NEW YORK (GenomeWeb News) – A new £90 million ($140.1 million) center for big data analysis and drug discovery at Oxford University was launched today.
Called the Li Ka Shing Centre for Health Information and Discovery, the new center will comprise the Target Discovery Institute, which will be developed during phase one, and the Big Data Institute, to be developed during the second phase of the center.
The Li Ka Shing Foundation is providing £20 million to support the creation of the center, while the Higher Education Funding Council for England is providing £10 million through the second round of its Research Partnership Investment Fund for the Big Data Institute building.
The Target Discovery Institute received £10 million in the first RFIP round, Oxford said.
When completed, the center will employ up to 600 scientists.
A new building has been completed to house the Target Discovery Institute in the £35 million first phase of the center. There, research will be carried out to generate data about disease using genomic and chemical screens with the goal of identifying drug targets that industry can then pursue.
Oxford said that poor target selection is a major reason for drug development failures in the pharmaceutical industry. The new institute will use new technologies for target identification, and then seek "to build new working practices with industry."

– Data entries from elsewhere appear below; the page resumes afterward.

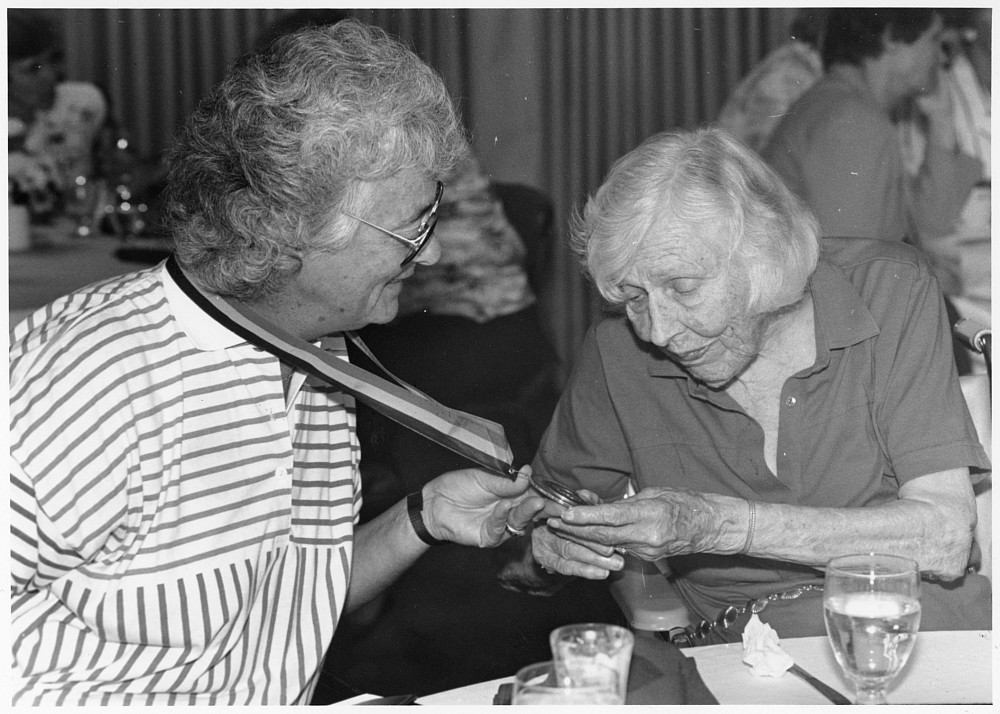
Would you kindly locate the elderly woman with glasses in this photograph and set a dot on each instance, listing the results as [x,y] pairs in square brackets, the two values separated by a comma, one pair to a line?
[184,509]
[772,399]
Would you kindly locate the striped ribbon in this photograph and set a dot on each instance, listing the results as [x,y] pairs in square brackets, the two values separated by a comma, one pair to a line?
[473,437]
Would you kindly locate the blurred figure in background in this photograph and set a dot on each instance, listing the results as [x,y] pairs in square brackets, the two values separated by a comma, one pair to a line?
[763,97]
[965,80]
[53,126]
[839,149]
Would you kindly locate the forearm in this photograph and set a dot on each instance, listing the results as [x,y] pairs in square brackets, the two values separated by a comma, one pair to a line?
[937,535]
[383,549]
[932,521]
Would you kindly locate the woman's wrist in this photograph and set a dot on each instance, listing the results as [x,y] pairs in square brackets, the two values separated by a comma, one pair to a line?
[417,512]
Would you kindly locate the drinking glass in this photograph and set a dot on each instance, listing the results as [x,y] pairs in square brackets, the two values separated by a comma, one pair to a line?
[539,684]
[579,648]
[871,604]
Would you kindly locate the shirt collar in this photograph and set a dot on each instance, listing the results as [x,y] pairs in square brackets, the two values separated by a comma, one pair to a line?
[204,331]
[842,318]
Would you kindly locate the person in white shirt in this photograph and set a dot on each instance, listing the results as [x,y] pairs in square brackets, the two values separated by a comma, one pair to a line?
[184,505]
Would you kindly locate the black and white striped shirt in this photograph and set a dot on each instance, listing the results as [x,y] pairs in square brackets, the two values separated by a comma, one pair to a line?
[179,534]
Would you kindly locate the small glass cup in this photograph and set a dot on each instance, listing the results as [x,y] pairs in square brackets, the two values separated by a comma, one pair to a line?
[539,684]
[591,646]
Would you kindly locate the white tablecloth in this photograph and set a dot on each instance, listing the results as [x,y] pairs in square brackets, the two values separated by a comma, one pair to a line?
[945,668]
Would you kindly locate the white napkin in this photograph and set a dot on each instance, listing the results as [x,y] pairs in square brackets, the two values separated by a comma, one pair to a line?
[762,651]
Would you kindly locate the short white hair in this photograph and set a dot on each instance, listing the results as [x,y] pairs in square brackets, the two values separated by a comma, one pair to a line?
[694,179]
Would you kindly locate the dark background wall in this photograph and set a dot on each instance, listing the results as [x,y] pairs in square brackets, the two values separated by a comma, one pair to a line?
[551,97]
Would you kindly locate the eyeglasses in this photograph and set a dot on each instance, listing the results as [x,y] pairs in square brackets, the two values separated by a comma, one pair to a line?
[423,235]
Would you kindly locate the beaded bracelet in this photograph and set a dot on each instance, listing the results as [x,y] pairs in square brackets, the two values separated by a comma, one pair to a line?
[414,509]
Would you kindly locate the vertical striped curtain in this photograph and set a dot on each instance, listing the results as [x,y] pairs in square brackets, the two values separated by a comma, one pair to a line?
[154,65]
[551,97]
[614,77]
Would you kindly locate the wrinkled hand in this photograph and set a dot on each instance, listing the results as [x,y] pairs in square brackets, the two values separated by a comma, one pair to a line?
[522,571]
[653,524]
[937,106]
[472,507]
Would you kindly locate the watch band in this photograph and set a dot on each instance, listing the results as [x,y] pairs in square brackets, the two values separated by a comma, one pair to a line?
[414,509]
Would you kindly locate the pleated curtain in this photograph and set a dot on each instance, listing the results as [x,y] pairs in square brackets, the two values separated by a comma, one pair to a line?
[551,97]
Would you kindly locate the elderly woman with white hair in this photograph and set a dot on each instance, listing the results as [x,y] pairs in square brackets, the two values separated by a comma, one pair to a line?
[775,400]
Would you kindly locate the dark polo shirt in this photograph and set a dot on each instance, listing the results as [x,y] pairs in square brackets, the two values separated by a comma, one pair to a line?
[881,405]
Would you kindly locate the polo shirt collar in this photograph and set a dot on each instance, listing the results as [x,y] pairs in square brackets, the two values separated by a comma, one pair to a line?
[202,328]
[842,318]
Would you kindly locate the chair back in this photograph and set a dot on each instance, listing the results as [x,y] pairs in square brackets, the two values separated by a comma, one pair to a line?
[976,389]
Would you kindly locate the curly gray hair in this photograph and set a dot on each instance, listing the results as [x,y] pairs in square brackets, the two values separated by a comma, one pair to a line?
[700,178]
[267,163]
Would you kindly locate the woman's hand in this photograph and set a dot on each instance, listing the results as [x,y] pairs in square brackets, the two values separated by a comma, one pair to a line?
[473,507]
[559,552]
[653,524]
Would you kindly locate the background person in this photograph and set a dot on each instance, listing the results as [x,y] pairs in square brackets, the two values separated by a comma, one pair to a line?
[839,150]
[184,505]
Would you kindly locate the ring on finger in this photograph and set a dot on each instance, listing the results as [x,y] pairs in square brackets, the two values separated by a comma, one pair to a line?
[516,532]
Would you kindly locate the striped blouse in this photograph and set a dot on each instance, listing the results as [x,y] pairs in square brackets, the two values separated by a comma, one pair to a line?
[179,533]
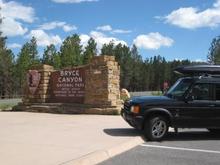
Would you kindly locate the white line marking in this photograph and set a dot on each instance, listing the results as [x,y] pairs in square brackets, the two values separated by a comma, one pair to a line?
[179,148]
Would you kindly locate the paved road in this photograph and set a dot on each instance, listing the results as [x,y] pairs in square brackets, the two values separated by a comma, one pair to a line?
[53,139]
[191,147]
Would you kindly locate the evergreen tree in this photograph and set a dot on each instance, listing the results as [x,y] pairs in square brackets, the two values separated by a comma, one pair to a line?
[49,55]
[70,51]
[214,51]
[108,49]
[6,68]
[33,51]
[90,51]
[136,83]
[27,57]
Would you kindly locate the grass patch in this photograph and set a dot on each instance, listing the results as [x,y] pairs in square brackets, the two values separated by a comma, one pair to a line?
[157,93]
[6,106]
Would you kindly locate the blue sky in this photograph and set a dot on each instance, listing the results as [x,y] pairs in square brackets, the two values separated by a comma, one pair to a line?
[174,29]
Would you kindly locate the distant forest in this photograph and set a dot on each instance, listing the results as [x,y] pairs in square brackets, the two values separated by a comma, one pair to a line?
[137,74]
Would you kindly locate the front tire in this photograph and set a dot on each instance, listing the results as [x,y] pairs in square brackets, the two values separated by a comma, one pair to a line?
[156,128]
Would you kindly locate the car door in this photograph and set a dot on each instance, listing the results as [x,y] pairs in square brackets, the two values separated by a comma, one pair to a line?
[215,113]
[195,112]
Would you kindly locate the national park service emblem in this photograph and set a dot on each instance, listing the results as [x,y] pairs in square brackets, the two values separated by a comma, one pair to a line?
[33,79]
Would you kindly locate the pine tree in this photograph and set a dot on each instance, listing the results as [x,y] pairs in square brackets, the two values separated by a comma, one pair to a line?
[214,51]
[71,52]
[90,51]
[108,49]
[6,68]
[33,51]
[49,54]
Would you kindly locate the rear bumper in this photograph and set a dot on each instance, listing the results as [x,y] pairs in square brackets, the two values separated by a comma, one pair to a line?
[134,121]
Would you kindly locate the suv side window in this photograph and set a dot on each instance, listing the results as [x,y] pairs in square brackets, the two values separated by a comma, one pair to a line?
[201,92]
[217,92]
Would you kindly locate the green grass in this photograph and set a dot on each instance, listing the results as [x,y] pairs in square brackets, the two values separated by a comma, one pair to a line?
[157,93]
[6,104]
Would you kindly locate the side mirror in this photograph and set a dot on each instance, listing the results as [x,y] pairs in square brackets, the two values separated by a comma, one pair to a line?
[189,98]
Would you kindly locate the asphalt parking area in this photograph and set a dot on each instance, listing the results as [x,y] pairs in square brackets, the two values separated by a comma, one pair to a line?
[191,147]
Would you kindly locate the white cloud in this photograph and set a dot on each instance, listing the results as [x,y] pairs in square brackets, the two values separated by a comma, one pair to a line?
[84,39]
[10,27]
[44,39]
[13,13]
[121,31]
[152,41]
[73,1]
[56,24]
[104,28]
[192,18]
[14,45]
[113,31]
[100,39]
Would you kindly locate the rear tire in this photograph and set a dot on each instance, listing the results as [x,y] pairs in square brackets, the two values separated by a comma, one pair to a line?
[156,128]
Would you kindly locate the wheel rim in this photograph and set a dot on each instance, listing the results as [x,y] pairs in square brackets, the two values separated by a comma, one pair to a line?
[159,129]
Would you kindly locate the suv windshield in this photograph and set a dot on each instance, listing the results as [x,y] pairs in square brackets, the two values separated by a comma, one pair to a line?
[179,88]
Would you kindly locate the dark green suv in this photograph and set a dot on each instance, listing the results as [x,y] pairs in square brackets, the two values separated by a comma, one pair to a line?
[192,102]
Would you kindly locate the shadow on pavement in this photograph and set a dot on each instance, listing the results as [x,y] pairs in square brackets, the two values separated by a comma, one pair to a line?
[122,132]
[191,135]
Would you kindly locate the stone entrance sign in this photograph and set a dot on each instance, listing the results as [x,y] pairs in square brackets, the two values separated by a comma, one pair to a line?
[68,86]
[33,78]
[76,89]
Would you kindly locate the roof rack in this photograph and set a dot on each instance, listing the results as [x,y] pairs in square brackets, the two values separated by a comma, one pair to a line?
[198,70]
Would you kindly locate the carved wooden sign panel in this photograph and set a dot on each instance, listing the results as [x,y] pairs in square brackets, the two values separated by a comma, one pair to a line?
[68,86]
[33,80]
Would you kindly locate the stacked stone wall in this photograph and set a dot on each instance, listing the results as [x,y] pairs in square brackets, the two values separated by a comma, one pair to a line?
[102,79]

At the Big Data Institute, meanwhile, research will be conducted to develop approaches for generating, storing, and analyzing large datasets to better understand diseases and ways of treating them.
DNA sequencing, electronic patient records, comprehensive biological data on disease mechanisms, and other procedures have resulted in massive amounts of medical data, and as part of its mission, the Big Data Institute seeks to make "sense of large amounts of complex data, making the right comparisons to generate robust and useful answers, and ensuring the security of the data needs to protect personal privacy," Oxford said.
Research projects anticipated at the new center include those into genomic medicine as well as the use of genomics and other approaches in disease surveillance, and high-throughput and automated methods of accelerating the early stages of drug development.
"Big data will transform the way we treat patients and understand disease in the coming decades," Andrew Hamilton, vice-chancellor of Oxford University, said in a statement. "We are collecting much of this data already. We owe it to ourselves to make full use of it and deliver more effective treatments for all of us as patients. The Li Ka Shing Centre, and this enormously generous gift which underpins it, along with continued public investment, will be instrumental in driving this research forward."